In that vein, it’s encouraging that overwhelming majorities (more than three-quarters in all instances) of both Trump and Clinton voters agree that accepting people of different racial and religious backgrounds is “very important” to being a real American. (And yes, it’s curious that Trump voters’ score on the latter doesn’t jibe well with their responses on the Christian criterion.) Even stronger, across-the-board support was generated by the notion that “treating people equally” is crucial to real American identity.

It’s more encouraging still, if you believe in assimilation, that healthy majorities of all the Grinnell respondents concurred on the importance, for real Americans, of respecting America’s political institutions and laws, supporting the Constitution, and believing in the importance of hard work and taking responsibility for one’s actions.

But the partisan split characterizing these responses showed that Clinton voters’ support for these assimilationist values – except regarding the importance of personal responsibility – was notably weaker than the national results.

Specifically, only 68 percent of Clinton voters answered that it’s “very important” to American identity to respect those American political institutions and laws; only 55 percent put similar stock in hard work; and only 73 percent valued supporting the Constitution this highly.

Much lower still were those shares of Clinton voters who awarded “very important” status to the assimilationist values of English-speaking ability and believing that “democracy is the best form of govenrment” – at 26 percent and 52 percent. But I’ve placed these answers in a category of their own because, although the Trump voters’ levels of agreement were much higher (68 and 69 percent, respectively), they fell somewhat short of their endorsement levels of the other assimilationist positions.

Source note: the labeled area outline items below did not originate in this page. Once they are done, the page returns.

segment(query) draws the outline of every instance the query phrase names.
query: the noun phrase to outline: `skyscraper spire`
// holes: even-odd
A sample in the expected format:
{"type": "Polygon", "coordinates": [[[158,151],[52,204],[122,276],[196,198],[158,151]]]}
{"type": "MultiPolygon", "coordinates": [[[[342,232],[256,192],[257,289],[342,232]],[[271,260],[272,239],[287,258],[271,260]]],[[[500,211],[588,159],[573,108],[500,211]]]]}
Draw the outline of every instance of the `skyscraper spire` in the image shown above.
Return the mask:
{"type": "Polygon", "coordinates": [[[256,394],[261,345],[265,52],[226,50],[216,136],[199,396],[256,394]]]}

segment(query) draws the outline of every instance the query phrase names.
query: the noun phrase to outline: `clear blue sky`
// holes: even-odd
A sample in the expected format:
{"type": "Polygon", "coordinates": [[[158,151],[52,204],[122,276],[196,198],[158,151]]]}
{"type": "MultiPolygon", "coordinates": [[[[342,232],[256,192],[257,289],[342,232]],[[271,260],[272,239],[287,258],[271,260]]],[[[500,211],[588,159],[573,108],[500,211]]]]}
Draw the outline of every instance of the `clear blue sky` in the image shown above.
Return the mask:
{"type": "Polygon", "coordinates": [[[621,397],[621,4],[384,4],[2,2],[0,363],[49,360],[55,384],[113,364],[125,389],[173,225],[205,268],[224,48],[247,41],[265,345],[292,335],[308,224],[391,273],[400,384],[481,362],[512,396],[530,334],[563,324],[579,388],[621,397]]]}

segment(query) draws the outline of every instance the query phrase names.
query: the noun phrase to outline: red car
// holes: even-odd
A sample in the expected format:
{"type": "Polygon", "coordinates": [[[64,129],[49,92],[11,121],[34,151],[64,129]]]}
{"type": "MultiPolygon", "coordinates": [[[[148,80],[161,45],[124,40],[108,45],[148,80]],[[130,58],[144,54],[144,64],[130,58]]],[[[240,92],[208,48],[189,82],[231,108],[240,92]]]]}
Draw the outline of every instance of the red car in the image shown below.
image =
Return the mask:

President Trump often says (along with many others), “If you don’t have borders, then you don’t have a country.” I’d make the same claim for assimilation and the common ideological values it requires (again, including a working knowledge of English). According to this survey, although Ms. Clinton’s voters don’t seem nearly so sure, Mr. Trump’s voters strongly agree. And thumping majorities of the latter aren’t racists or xenophobes. That’s why their views on immigration strike me as by far the best guides to national immigration policy – and why I don’t see how any thinking adults could disagree.